Now you know why they called it "The Great Depression" and/or "The Dirty Thirties," and I don't mean dust storms, although there were some real losers there too.

On the general news front things weren't so jolly either. For one thing the Great Depression was a world-wide event, unemployment was terrible and when millions of people are frightened and/or hungry a lot of bad things happen. There was enough of that in American agriculture 75 years ago-I don't feel like jumping from the frying pan into the fire. Let's make an insert of just plain news-such as the 1931 World Series of Baseball.

I'm actually writing this in late September-just prior to the 2006 World Series. The "boys of summer" are winding up their playing season. You know that without a calendar when the nights get nippy and the leaves put on their annual color show. When these things happen you know it is time for the World Series of Baseball and the Waverly Fall Horse Sale. I've never been to a World Series ball game but have rarely missed a Waverly Horse Sale-spring or fall.

In the fall of 1931, Arnold Hexom, the sale's founder, was just another unremarkable little Norwegian kid up in the hills of northeast Iowa. So there wasn't a special fall horse sale down here 75 years ago. But there was a World Series in baseball and on October 8, 1931, the St. Louis Cardinals beat the 1930 World Series winner, the Philadelphia A's, 7 to 1 to claim the title. It was the sixth game of the seven game series. That was the last time Connie Mack's Philadelphia A's ever made it to the series.

I mention that fact simply to provide me with an excuse to write up a story about Connie Mack, the grand old man of baseball, who was also the owner/manager of the Philadelphia A's. Since 1931 was the last time he made it to the series, I think he ought to be written up. I have now served notice that I intend to-but not right now.

It was a time of gangsters, well-organized mobs-not just a thug here and a psycho there, but well-organized mobs. For the most part they were an outgrowth of Prohibition. When the 18th Amendment banning beer, wine and liquor in this country went into effect in 1920, New York's Mayor La Guardia said "It will take 250,000 police to enforce it in that city alone and nearly as many more to police the police." The mayor was right. A decade later that is what was happening.

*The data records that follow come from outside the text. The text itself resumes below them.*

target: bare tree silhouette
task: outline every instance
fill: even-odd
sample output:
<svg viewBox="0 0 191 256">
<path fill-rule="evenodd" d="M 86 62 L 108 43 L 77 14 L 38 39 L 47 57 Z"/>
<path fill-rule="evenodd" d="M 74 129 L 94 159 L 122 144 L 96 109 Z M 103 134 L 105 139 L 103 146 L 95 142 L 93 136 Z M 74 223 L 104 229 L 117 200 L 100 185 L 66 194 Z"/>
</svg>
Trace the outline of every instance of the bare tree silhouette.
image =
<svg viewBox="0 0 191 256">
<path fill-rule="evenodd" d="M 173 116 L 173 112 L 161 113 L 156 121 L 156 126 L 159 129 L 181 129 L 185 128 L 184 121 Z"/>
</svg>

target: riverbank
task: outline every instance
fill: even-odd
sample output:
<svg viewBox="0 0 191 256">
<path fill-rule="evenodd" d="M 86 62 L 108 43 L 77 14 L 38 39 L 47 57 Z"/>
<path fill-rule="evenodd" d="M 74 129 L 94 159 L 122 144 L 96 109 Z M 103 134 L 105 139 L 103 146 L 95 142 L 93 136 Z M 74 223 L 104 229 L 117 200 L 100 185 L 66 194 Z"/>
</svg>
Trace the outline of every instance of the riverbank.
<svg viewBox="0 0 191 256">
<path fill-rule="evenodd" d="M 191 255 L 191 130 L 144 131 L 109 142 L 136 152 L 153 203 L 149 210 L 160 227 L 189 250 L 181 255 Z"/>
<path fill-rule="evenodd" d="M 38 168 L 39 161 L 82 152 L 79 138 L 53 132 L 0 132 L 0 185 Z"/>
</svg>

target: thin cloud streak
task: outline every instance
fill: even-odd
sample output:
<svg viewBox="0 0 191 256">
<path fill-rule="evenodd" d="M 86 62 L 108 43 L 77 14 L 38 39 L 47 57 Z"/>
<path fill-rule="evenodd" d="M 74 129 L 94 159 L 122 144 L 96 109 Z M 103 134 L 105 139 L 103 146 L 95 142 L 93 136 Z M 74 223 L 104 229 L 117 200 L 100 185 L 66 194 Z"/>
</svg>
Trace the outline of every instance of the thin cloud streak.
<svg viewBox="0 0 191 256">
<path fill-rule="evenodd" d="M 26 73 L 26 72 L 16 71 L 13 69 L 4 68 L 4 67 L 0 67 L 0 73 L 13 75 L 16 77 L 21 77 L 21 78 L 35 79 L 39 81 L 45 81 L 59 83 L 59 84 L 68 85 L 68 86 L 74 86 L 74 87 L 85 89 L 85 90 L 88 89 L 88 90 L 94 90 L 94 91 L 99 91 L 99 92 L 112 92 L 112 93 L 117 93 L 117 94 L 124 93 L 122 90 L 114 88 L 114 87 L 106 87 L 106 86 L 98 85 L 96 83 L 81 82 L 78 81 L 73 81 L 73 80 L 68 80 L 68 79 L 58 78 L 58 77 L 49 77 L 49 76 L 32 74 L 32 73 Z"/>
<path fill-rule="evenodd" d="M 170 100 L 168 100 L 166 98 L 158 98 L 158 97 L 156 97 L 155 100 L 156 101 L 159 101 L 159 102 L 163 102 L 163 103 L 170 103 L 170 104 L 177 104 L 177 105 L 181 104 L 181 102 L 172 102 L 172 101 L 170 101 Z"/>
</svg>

On October 24, 1931, Al Capone, one of the dapper lords of crime that had been built by prohibition, was sentenced to eleven years in prison by a federal court. The charge wasn't even bootlegging-it was tax evasion.

The League of Nations (Woodrow Wilson's brainchild) that our Congress refused to ratify was powerless in the war between China and Japan over Manchuria. So we dispatched Secretary of State Henry Stimson to be the honest broker. He didn't get the job done either. And the British-India talks also petered out. Even Gandhi, the little guy with sandals, would accept nothing less than complete independence.

And on December 10, Spain elected Niceto Zamora as their first constitutionally elected president. He had led the successful revolution. But Spain's trouble was only beginning. Constitutional government takes practice. It was not an easy time for millions-including our farming forebears.

On October 18, Thomas A. Edison died at 84 years of age. A great and brilliant man. At the early age of 12, he set up a chemistry lab in his parent's house and took a job as a newsboy on a train to buy what he needed to stock it. He soon had his own printing press and started to publish a newspaper as a kid. He rescued a small boy on the train tracks and a grateful father taught him telegraphy and he wound up with the reputation as the fastest telegrapher in the country. He patented his first invention at the ripe old age of 21. Over 1,300 inventions came out of his laboratory at Menlo Park, New Jersey. Tom Edison gets my vote for most anything you want to honor someone for. Edison changed the world more than anyone from that era.